Despite dire predictions, no adverse effects of GM crops on health, biodiversity, and the environment have been documented to date. The only unanticipated effects so far have been beneficial. Insect-resistant GM corn, for example, shows much lower levels of mycotoxin contamination than conventionally or organically grown corn because the plants are resistant to the insect larvae that bore holes through which fungi enter plants. No holes, no fungi, no mycotoxins. GM techniques are widely accepted in medicine and food technology. What would we do today in the face of the growing world-wide diabetes epidemic without human insulin, now produced on a very large scale from human insulin genes expressed in microorganisms?

But the use of molecular techniques to improve crop plants continues to be rejected emphatically by many countries in Europe, by Japan, and — most tragically — by many African countries.

Recent food and energy price shocks have pulled the world up short. The so-called "food crisis" of 2008 was not really a crisis in the sense of a condition that can be resolved by the quick application of emergency measures. It has been developing for decades. And it is not likely to disappear soon, though food prices are moderating for the moment.

A human population approaching seven billion is straining the limits of the planet's ecological support systems. Water and arable land are in short supply. The climate is changing. Fossil fuel energy is expensive and contributes to climate change. Unexpectedly, we find ourselves once again staring down the barrel of Malthus' gun.

Most of the world's poorest people are rural, small-holding farmers, virtually untouched by modern agriculture. There is much room for increasing productivity. And yet, while we hear talk of a second Green Revolution, expanding the food supply today in the poorest, most crowded, and insecure nations is a formidable task.

It seems that somewhere between the Green Revolution and the biotechnology revolution, the developed world declared the battle for food security won and moved on. Citizens of many urbanised, developed countries have grown nostalgic, increasingly convinced that organic farming, a throwback to nineteenth-century agriculture, produces nutritionally superior food (it doesn't) and can solve the world's food problems (it can't). Where land is not yet limited, small-scale organic farming is an affordable luxury.
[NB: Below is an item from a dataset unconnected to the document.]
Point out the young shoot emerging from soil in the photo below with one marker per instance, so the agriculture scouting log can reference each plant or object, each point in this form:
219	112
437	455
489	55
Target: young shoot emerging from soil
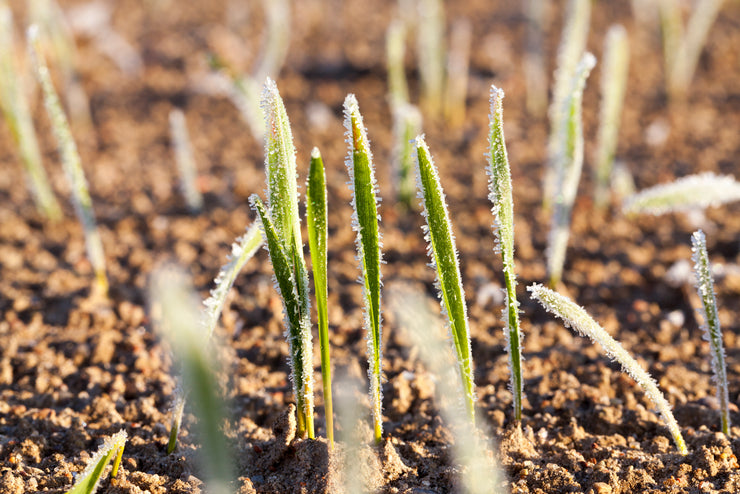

The amount of arable land on the planet has not changed substantially in more than half a century. Land is lost to urbanisation, desertification, and salinisation as fast as it is added by clearing forests and plowing grasslands.

Yet the human population's growth and increasing affluence continue to push up demand for food, feed, and fiber. Now, as we begin to confront the inevitable exhaustion of fossil fuel supplies, we are asking agriculture to satisfy some of our energy appetite, as well. This is like expecting your modest annual salary to satisfy all the appetites you developed while burning through a large inheritance.

Adapting to climate change and decreasing agriculture's environmental impact, while substantially increasing its productivity, are among the key challenges confronting us in the twenty-first century. Despite the bad rap they've gotten, the GM crops in use today have already contributed to meeting both challenges. Developing an environmentally friendly agriculture for a hot and crowded planet will require the most advanced agricultural methods available, including GM techniques. Indeed, there are projects underway to develop crop varieties that use less water and maintain their yield potential under harsher drought conditions than today's crops. Will we have the wisdom to accept the growing evidence of safety and welcome these necessary survival tools?

Nina V Fedoroff is Science and Technology Adviser to the United States Secretary of State and to the Administrator of US Agency for International Development (USAid).